Case ID: f-appx_598/html/0893-01.html
Source: Caselaw Access Project
Author: {"author": "PER CURIAM:", "license": "Public Domain", "url": "https://static.case.law/"}
Date Created: 2024-08-24T03:29:51.129683

Vlada BLISCIUC, Petitioner, v. U.S. ATTORNEY GENERAL, Respondent.
    No. 14-13804
    Non-Argument Calendar.
    United States Court of Appeals, Eleventh Circuit.
    April 8, 2015.
    Lachezar Vanchev, Coral Springs, FL, for Petitioner.
    Jesse Lloyd Busen, David Schor, Krystal Samuels, U.S. Department of Justice, Washington, DC, Nicole Guzman, DHS, Office of Chief Counsel, Orlando, FL, for Respondent.
    Before WILLIAM PRYOR, MARTIN and ANDERSON, Circuit Judges.
   PER CURIAM:

Vlada Blisciuc, a native and citizen of Moldova, petitions for review of a decision affirming the denial of her application for asylum and withholding of removal. 8 U.S.C. §§ 1158(a), 1231(b)(3). The Board of Immigration Appeals affirmed the findings of an immigration judge that Blisciuc did not suffer past persecution and lacks a well-founded fear of future persecution. We deny the petition.

Substantial evidence supports the finding that Blisciuc was never persecuted while living in Moldova. In 2009, Blisciuc attended an anti-communism demonstration at which three persons were killed, but Blisciuc left before the police harmed any demonstrators. And government officials did not contact Blisciuc during the month-long interim between the demonstration and her departure to the United States. Although Blisciuc’s grandparents disappeared in the 1940s allegedly because they opposed the Communist Party, “threatening acts or harm against other family members does not constitute or imply persecution of the petitioner where there has been no threat or harm directed against the petitioner.” Rodriguez v. U.S. Att’y Gen., 735 F.3d 1302, 1308 (11th Cir.2013). The record does not compel a finding that Blisciuc suffered past persecution. See Mendoza v. U.S. Att’y Gen., 327 F.3d 1283, 1287 (11th Cir.2003).

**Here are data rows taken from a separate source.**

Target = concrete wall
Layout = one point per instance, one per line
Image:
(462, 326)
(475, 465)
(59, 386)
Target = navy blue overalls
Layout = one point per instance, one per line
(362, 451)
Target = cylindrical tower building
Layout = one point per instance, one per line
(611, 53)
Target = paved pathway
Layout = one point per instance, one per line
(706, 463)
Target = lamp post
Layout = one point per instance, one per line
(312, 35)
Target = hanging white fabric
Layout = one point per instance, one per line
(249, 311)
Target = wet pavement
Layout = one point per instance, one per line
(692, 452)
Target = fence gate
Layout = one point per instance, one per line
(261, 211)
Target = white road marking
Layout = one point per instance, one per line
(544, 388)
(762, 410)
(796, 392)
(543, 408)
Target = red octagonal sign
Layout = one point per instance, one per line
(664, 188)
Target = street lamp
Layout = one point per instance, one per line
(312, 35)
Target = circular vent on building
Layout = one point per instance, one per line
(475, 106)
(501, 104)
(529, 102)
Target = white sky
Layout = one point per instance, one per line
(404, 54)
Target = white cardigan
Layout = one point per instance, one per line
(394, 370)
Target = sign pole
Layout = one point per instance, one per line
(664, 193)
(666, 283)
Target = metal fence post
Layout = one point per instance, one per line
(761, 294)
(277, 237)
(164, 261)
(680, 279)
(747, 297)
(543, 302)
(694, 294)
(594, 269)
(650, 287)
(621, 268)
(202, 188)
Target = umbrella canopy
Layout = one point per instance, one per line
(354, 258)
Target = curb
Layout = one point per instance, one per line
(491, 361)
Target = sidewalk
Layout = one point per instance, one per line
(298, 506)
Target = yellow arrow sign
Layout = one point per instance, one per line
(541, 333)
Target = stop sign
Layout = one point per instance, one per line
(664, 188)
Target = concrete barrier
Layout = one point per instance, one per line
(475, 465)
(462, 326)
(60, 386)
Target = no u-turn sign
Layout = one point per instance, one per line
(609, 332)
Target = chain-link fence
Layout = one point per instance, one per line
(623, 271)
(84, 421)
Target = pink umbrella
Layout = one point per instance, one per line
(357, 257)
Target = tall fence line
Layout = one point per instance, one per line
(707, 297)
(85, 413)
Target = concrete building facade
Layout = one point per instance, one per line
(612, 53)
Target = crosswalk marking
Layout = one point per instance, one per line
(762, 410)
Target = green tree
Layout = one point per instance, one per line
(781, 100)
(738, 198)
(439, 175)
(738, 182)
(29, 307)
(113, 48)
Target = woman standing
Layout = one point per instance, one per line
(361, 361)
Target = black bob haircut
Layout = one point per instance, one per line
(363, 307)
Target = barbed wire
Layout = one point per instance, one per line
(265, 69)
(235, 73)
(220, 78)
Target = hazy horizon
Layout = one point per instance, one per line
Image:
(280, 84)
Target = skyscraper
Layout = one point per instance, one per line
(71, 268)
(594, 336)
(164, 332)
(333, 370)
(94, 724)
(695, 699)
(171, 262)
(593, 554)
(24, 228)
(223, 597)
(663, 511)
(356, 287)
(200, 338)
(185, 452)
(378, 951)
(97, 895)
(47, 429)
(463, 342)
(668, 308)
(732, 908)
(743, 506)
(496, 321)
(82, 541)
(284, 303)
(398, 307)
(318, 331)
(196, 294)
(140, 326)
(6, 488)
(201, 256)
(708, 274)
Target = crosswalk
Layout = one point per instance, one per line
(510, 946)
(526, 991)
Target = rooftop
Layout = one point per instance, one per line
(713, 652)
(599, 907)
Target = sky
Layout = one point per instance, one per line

Substantial evidence also supports the finding that Blisciuc lacks a well-founded fear of future persecution when she returns to Moldova. Blisciuc expressed fears of persecution by the Communist Party for her earlier opposition efforts, but that political party is no longer in control of the government. Nor is there any evidence to suggest that its members know of or would target Blisciuc for her earlier activities.

Blisciuc testified that she feared Roman Caraiman, who employed her in Florida as a masseuse and who fled to Moldova before being indicted with Blisciuc in federal court for illegal prostitution and human trafficking, but even if Caraiman might wish to mistreat Blisciuc because she might testify against him, being a victim of criminal activities does not “constitute evidence of persecution based on a statutorily protected ground,” Rodriguez, 735 F.3d at 1310. And there is no evidence that Carai-man intends to harm Blisciuc. Blisciuc testified that Caraiman had called her from Moldova, but he sought to employ her when she returned home and did not threaten her. Blisciuc also testified that Caraiman had not' contacted Blisciuc after she changed her telephone number nor had he attempted to harm her parents, who still live in Moldova. We cannot say that the record compels a finding that there is a reasonable possibility that Blisci-uc will face persecution when she returns home. See Mendoza, 327 F.3d at 1287. And because Blisciuc failed to establish that she was entitled to asylum, she also cannot satisfy the higher standard applied to an application for withholding of removal. See Mu Ying Wu v. U.S. Att’y Gen., 745 F.3d 1140, 1157 n. 19 (11th Cir.2014).

Blisciuc argues that her fear of future persecution stems from her membership in a social group of “massage girls” and because of the pattern or practice of the government of persecuting student protestors, but we lack jurisdiction to consider these arguments. Although Blisciuc cited caselaw about being persecuted based on membership in a social group in her appeal to the Board, she failed to identify a specific group to which she belonged or that had been the victim of a pattern or practice of persecution. “[AJbsent a cognizable excuse or exception, we lack jurisdiction” to consider arguments that Blisciuc failed to raise before the Board. Amaya-Artunduaga v. U.S. Att’y Gen., 463 F.3d 1247, 1250 (11th Cir.2006) (internal quotation marks omitted).

We DENY Blisciuc’s petition for review.